破産:コロナ融資終了後の個人事業主の破産の事例

依頼者の属性

40代 男性 建設業自営 負債総額 約700万円

依頼に至る経緯

ご依頼者様は、代々建設業を営んでおられましたが、コロナ禍の影響で受注が減少し、売上が低迷したため、銀行からコロナ融資(ゼロゼロ融資)を受けました。その後、コロナ禍が落ち着きましたが思うように売上が回復せず、このままの経営状況では、返済していくことが難しいと考え、当事務所に相談、依頼されました。

解決結果

破産手続きは、破産者の経済生活の再生も目的の一つとしているため全ての財産が没収されるわけではなく、手元に一定の財産(自由財産)を残すことも認められています。
今回、ご依頼者様の財産として主なものは、生命保険と事業で使っていた不動産でした。

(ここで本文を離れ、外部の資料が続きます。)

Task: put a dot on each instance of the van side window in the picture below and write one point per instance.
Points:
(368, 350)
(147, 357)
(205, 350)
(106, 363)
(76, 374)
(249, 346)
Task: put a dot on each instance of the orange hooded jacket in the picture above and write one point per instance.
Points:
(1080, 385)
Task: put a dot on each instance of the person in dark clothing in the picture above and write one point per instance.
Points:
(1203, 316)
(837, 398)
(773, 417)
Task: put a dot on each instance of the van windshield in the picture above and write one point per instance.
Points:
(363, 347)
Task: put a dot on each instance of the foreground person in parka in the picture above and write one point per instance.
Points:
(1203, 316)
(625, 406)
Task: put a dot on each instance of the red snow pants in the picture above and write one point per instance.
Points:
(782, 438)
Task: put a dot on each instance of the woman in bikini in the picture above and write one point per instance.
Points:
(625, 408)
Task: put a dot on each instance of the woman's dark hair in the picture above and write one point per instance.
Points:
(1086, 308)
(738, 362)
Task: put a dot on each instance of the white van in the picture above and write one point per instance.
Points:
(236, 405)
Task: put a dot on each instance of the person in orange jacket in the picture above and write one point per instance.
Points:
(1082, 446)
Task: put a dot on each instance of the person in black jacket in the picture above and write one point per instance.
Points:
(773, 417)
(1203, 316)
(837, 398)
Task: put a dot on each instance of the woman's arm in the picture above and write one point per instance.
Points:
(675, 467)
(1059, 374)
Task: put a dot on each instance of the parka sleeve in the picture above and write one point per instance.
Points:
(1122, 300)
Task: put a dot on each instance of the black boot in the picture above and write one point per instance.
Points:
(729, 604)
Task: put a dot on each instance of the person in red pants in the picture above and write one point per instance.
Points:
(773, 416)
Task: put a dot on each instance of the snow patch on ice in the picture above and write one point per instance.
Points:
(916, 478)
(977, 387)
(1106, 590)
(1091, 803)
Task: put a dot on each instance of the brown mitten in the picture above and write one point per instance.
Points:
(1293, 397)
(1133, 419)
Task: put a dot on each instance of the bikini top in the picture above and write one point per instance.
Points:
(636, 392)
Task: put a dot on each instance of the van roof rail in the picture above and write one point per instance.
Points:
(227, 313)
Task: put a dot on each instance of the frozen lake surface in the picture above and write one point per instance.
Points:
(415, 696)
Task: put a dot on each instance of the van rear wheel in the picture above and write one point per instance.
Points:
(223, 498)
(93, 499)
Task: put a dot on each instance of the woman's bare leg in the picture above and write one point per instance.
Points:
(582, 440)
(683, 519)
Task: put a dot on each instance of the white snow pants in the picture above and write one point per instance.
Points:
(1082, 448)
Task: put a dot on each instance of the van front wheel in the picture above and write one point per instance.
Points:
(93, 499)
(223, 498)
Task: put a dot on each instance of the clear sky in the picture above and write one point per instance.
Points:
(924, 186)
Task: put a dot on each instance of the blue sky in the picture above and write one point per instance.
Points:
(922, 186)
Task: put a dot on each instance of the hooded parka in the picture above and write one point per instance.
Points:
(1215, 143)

まず、生命保険の解約返戻金が高額であったため、他の財産と合計すると手元に残せる財産(自由財産)の上限99万円を超えていました。その場合、破産管財人に保険は解約されてしまい解約返戻金も全て管財人(破産財団)に渡すことになります。しかし、ご依頼者様には持病があり、この保険の解約は避けたかったため、そのことを管財人に説明し、開始決定日時点の解約返戻金を基準に自由財産(99万円)を超過している金額分を破産財団に納めることで、保険の解約は免れました。また、今回、破産原因として免責不許可事由であるギャンブルも上がっていましたが、真摯に反省していることを直筆の反省文として提出し、無事に免責となりました。

ポイント解説

個人事業主が自己破産する場合、破産管財人が選任される管財事件として扱われます。管財事件では、申立時の弁護士費用の他に破産管財人に納める費用として、最低20万円程度の現金が必要となります。債権者が多い、明け渡し魅了の不動産がある等複雑になれば管財人に納める金額は上がることになります。また、上の解決結果でもご説明しました通り、今回のケースでは、ご依頼者様の全財産を現金化したと仮定すると、手元に残せる自由財産(99万円)の上限を超えていたことから、生命保険を手元に残す代わりに、99万を超過する分の現金を追加で管財人に納めることになりました。手元に残すことが可能な財産なのか、その場合追加の現金を管財人に納める必要があるのか等は、個別具体的に見て判断することが必要なため、まとまった金額の解約返戻金がある保険があるなどの事情があり、自由財産としてどこまで手元に残せるのかなどについて疑問をお持ちの方は、専門家である弁護士に相談されることをお勧めします。